Teaching begins this week in the Docklands campus of the University of East London, the first new university campus in the capital for half a century.

Designed by Edward Cullinan Architects, it is one of the most eye-catching collections of higher education buildings in the UK. What is more, it looks like making the grade as an Egan demonstration project.

The campus runs along the Royal Albert Dock, a 2 km length of water that, even on a fine day, can be whipped up into sizeable waves. With no surrounding features to relate to, the buildings create a strong yet protective environment.

The ingredients of Cullinan’s environment include vibrant blue, green, yellow and terracotta colours on plain rendered walls. Added to these are the dynamic forms of drum-shaped halls of residence with butterfly roofs and repeated northlight roofs with wave-shaped aluminium eaves.

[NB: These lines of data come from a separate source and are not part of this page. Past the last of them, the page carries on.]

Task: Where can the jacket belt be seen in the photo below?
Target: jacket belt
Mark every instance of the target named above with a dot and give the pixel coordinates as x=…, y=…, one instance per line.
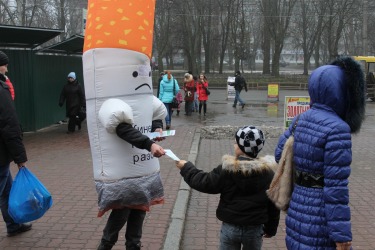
x=306, y=179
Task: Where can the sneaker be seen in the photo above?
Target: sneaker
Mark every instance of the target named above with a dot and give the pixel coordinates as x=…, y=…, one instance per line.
x=24, y=227
x=104, y=246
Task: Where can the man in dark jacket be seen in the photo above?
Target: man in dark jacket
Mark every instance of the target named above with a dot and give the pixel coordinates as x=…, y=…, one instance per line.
x=241, y=180
x=75, y=102
x=239, y=84
x=11, y=149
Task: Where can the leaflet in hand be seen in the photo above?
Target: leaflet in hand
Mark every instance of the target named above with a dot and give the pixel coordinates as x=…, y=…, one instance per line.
x=169, y=153
x=163, y=134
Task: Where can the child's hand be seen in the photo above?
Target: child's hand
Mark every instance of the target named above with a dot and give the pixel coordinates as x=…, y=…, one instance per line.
x=157, y=150
x=180, y=164
x=160, y=130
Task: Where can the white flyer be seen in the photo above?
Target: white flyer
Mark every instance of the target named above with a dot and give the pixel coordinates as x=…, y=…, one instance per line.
x=169, y=153
x=163, y=134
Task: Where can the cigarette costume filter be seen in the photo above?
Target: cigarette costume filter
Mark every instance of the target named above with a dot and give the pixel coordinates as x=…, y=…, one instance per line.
x=118, y=86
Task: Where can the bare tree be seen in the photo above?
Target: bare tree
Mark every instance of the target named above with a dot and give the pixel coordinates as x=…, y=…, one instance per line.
x=339, y=14
x=308, y=27
x=226, y=16
x=278, y=15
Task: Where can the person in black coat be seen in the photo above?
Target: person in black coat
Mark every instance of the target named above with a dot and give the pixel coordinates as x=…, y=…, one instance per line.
x=11, y=149
x=241, y=180
x=133, y=218
x=74, y=96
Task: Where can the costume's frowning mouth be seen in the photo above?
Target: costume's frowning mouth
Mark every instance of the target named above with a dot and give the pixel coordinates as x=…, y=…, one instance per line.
x=145, y=84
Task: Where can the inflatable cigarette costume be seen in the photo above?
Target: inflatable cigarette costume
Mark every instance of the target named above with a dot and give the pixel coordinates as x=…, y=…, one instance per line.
x=118, y=86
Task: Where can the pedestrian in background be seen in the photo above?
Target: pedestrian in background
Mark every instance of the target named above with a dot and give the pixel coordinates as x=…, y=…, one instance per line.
x=11, y=149
x=239, y=84
x=190, y=89
x=168, y=89
x=4, y=70
x=74, y=96
x=241, y=180
x=202, y=86
x=159, y=81
x=180, y=99
x=319, y=213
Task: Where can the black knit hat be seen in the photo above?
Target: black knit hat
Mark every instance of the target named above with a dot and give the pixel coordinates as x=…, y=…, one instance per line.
x=4, y=60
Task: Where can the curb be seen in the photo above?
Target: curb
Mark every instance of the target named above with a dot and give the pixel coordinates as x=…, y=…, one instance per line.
x=176, y=227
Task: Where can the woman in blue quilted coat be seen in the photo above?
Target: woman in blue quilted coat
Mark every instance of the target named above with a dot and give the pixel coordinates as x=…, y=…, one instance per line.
x=319, y=215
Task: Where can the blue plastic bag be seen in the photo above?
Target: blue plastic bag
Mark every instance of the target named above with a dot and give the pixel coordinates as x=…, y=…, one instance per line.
x=29, y=199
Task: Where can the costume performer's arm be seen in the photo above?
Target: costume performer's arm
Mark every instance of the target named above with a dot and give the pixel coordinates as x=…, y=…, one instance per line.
x=133, y=136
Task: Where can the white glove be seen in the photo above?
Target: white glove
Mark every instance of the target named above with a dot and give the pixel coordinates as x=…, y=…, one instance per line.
x=159, y=109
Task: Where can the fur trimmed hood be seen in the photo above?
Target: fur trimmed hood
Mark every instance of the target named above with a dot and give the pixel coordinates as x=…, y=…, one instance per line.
x=341, y=87
x=249, y=166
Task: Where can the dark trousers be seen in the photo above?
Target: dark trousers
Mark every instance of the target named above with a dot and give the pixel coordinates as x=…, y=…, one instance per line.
x=117, y=219
x=74, y=120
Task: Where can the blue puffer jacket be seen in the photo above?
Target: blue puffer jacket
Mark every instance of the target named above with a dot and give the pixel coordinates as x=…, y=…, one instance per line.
x=166, y=89
x=319, y=217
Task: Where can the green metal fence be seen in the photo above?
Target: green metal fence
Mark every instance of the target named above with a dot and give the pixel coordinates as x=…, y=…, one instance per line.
x=38, y=80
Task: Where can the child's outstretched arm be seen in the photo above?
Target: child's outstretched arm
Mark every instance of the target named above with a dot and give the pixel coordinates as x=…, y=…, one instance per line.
x=206, y=182
x=180, y=164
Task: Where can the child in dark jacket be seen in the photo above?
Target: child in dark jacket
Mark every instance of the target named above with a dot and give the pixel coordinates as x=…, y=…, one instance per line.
x=241, y=180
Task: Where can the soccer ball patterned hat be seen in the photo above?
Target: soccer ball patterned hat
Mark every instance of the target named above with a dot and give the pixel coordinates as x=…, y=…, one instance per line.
x=250, y=140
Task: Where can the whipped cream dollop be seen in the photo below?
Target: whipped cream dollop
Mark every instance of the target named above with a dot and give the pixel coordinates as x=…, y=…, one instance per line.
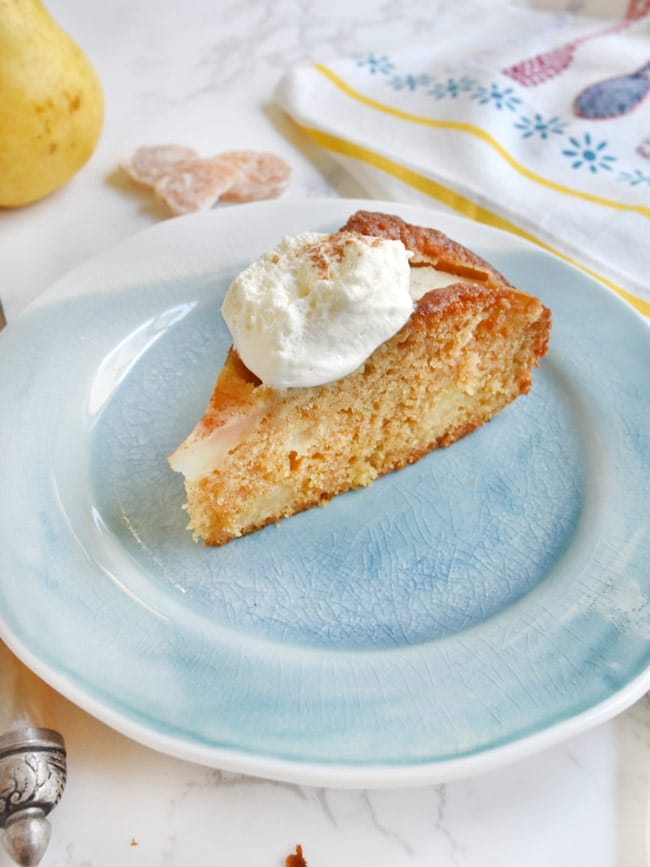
x=317, y=306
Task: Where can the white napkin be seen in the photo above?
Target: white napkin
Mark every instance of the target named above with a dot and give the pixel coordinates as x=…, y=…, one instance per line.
x=482, y=120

The academic blocks extend to sharp points that cantilever over a pedestrian piazza. These also help protect the piazza from strong winds.

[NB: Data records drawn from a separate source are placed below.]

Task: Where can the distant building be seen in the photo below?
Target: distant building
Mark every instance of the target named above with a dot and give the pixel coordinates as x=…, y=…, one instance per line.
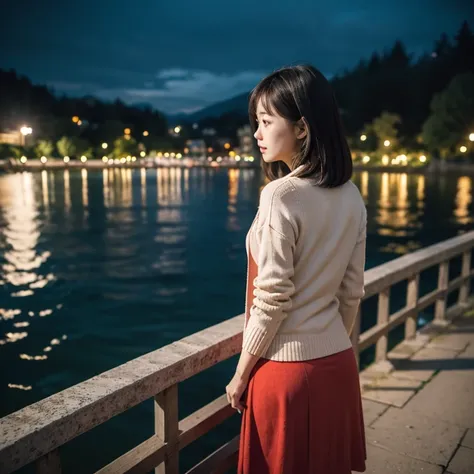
x=209, y=132
x=247, y=143
x=11, y=138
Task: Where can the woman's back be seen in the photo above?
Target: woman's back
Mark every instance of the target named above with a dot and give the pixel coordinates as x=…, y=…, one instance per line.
x=326, y=228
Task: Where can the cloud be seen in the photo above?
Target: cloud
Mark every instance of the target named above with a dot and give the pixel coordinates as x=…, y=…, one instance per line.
x=172, y=73
x=197, y=88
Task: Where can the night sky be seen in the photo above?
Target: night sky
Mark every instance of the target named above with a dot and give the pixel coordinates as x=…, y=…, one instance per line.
x=180, y=56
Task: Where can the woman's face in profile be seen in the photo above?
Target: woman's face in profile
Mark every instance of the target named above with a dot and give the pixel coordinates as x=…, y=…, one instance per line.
x=276, y=136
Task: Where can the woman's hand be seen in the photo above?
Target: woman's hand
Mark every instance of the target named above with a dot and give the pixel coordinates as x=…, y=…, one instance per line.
x=235, y=390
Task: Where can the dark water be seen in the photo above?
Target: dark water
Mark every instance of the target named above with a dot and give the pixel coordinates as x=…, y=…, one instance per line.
x=98, y=268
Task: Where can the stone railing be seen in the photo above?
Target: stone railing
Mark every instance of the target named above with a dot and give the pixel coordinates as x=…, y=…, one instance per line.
x=35, y=433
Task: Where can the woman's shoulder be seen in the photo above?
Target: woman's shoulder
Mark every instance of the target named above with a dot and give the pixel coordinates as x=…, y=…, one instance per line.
x=279, y=189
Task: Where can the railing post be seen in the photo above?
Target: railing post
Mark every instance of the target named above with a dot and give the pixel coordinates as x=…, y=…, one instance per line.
x=465, y=272
x=412, y=301
x=382, y=318
x=440, y=307
x=355, y=334
x=50, y=463
x=167, y=428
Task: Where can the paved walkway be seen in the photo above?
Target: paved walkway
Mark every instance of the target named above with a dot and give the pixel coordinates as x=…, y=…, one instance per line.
x=420, y=416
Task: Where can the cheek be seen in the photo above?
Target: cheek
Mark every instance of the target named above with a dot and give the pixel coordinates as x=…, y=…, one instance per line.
x=284, y=139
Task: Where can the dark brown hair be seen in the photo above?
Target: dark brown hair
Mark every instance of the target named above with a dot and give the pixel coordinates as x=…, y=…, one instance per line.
x=302, y=92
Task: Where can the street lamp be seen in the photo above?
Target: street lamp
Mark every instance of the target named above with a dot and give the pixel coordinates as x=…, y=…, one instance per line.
x=25, y=131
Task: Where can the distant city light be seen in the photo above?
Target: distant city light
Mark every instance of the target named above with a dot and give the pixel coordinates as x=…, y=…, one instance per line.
x=26, y=130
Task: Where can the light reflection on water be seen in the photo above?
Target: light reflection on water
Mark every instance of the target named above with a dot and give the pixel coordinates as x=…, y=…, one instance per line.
x=93, y=262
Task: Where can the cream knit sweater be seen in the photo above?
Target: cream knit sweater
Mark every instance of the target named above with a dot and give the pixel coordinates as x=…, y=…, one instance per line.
x=309, y=245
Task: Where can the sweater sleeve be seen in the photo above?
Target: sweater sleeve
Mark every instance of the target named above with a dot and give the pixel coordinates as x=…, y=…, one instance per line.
x=352, y=290
x=276, y=233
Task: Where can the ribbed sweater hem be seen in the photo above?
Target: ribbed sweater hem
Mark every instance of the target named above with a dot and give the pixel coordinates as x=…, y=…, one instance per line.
x=299, y=347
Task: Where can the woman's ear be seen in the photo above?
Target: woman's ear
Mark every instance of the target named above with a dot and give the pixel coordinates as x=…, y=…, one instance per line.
x=301, y=129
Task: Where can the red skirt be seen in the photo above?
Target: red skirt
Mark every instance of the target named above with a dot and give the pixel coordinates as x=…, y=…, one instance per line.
x=303, y=418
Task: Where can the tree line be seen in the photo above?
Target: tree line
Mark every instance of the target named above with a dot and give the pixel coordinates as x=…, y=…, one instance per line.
x=424, y=103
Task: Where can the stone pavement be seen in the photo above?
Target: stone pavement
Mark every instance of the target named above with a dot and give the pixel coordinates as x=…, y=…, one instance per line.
x=419, y=406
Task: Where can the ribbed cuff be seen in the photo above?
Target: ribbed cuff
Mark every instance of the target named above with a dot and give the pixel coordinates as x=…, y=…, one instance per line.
x=257, y=340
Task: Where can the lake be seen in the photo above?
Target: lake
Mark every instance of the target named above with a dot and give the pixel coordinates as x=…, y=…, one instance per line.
x=100, y=267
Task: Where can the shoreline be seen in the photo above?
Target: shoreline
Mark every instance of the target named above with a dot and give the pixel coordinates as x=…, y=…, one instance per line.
x=35, y=165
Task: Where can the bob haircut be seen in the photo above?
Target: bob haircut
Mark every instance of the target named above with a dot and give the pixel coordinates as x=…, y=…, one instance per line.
x=303, y=93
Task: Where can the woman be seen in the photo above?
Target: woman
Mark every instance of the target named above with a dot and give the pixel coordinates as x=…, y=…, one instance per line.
x=302, y=411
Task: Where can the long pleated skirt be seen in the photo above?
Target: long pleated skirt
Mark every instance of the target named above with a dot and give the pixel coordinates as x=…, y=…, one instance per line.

Yet beneath its glamorous exterior, the first phase of the campus has been built as a demonstration project for the Egan principle of value for money. The 19 000 m2 of academic space, plus 384 student bedrooms, were built for only £33m. Design-and-build contractor Tarmac (now Carillion) reduced the contract sum by value engineering from a tender price of £36m, partly by treating contaminated soil by binding it in situ with a lime and cement slurry.

The project was completed in time for the start of the academic year this week, despite Tarmac using three months of the 18-month programme for the value-engineering exercise. The buildings should also be cheap to run, as Termodeck hollow-core concrete floors distribute fresh air.

Derek Fowlie, the university’s estates director, thinks the project team has passed the Egan test “in part”. He says: “The costs are very close to the contracted sum and we moved in as scheduled. But on zero defects, it’s more difficult to judge.”

The project team included Turner & Townsend as project manager, Whitby Bird & Partners as structural engineer, Fulcrum Consulting as services engineer, Gardiner & Theobald as QS and GMW as contractor’s architect.